Je commandais, il y a environ quinze ans, une expédition contre les Iroquois, composée de Canadiens et de sauvages hurons. Nous étions en marche, lorsque je ressentis tout à coup une douleur à la cuisse, comme si un corps dur m’eût frappé : la douleur fut assez vive pour m’arrêter un instant. J’en fis part à mes guerriers indiens ; ils se regardèrent d’un air inquiet, consultèrent l’horizon, respirèrent l’air à pleine poitrine, en se retournant de tous côtés, comme des chiens de chasse en quête de gibier. Et satisfait qu’il n’y avait pas d’ennemis près de nous, ils se remirent en marche. Je demandai au Petit-Étienne, chef des Hurons, qui paraissait inquiet, s’il craignait quelque surprise.

— Pas que je sache, fit-il, mais à notre première rencontre avec l’ennemi, tu seras blessé à la même place où tu as ressenti la douleur.

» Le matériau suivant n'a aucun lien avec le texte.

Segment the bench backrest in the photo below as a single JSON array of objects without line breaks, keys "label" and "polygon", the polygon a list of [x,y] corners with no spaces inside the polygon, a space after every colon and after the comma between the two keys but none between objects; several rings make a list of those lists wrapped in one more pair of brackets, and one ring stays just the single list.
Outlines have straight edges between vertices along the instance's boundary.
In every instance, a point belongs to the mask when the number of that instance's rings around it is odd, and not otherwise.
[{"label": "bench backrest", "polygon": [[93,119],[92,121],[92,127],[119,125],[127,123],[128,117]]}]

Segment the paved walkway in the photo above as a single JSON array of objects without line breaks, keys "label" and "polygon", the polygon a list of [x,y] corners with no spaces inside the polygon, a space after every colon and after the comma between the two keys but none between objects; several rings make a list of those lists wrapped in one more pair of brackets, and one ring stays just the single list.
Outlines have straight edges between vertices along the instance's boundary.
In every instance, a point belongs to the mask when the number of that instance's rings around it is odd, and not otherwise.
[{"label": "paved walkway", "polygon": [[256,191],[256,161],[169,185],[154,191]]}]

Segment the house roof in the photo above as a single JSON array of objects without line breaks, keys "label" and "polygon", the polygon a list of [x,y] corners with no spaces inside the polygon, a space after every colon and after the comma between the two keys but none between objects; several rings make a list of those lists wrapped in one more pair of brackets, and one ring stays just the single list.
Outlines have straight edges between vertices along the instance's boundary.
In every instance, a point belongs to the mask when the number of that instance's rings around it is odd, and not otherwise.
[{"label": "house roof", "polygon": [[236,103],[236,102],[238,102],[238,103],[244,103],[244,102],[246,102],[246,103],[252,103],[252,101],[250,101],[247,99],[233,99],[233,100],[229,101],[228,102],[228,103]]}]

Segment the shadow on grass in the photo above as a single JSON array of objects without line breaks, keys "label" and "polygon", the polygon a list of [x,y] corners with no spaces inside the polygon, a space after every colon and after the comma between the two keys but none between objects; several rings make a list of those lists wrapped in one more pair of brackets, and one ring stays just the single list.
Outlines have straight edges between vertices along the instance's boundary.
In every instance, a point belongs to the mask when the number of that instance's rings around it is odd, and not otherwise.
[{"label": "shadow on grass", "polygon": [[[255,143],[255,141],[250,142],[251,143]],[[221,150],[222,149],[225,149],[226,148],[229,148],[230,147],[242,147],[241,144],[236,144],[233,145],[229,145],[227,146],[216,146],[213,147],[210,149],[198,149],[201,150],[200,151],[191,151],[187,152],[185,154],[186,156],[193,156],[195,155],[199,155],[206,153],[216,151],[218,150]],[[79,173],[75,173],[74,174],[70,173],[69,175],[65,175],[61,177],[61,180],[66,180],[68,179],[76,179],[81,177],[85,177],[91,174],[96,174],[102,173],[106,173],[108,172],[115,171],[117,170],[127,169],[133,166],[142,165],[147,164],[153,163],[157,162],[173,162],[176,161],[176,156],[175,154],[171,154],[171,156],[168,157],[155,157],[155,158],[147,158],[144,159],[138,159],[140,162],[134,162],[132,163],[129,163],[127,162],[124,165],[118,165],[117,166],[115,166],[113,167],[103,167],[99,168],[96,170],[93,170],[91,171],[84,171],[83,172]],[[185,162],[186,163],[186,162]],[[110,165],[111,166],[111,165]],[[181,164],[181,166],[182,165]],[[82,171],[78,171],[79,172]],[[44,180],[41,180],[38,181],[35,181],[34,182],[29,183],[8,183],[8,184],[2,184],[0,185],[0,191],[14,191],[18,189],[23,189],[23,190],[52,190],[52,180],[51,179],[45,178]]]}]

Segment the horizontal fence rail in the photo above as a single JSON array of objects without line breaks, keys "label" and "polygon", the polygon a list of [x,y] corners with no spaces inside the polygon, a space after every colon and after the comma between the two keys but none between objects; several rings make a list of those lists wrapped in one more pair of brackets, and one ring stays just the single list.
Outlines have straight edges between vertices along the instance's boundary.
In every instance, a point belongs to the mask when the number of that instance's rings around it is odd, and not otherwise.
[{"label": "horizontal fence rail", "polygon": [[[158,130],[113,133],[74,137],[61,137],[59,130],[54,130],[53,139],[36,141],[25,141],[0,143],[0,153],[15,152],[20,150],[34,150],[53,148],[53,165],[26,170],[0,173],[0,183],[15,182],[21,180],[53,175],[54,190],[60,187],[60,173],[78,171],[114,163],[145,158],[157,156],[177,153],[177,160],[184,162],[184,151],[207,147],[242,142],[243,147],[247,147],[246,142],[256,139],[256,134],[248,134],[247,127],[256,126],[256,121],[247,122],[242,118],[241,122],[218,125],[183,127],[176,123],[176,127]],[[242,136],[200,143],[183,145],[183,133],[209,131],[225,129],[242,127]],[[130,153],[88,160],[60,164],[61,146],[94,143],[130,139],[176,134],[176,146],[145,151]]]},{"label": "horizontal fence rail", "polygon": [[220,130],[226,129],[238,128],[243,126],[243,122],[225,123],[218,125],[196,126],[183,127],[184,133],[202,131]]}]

Je ne fis qu’en rire ; ce qui n’empêcha pas que, deux heures après, une balle iroquoise me traversa la cuisse au même endroit, sans, heureusement, fracturer l’os (b). Non, messieurs, les présages ne m’ont jamais trompé.

— Qu’en pensez-vous, monsieur le chevalier ? dit le curé.

— Je suis d’opinion, fit mon oncle Raoul, que voici le vin du dessert sur la table, et qu’il est urgent de l’attaquer (c).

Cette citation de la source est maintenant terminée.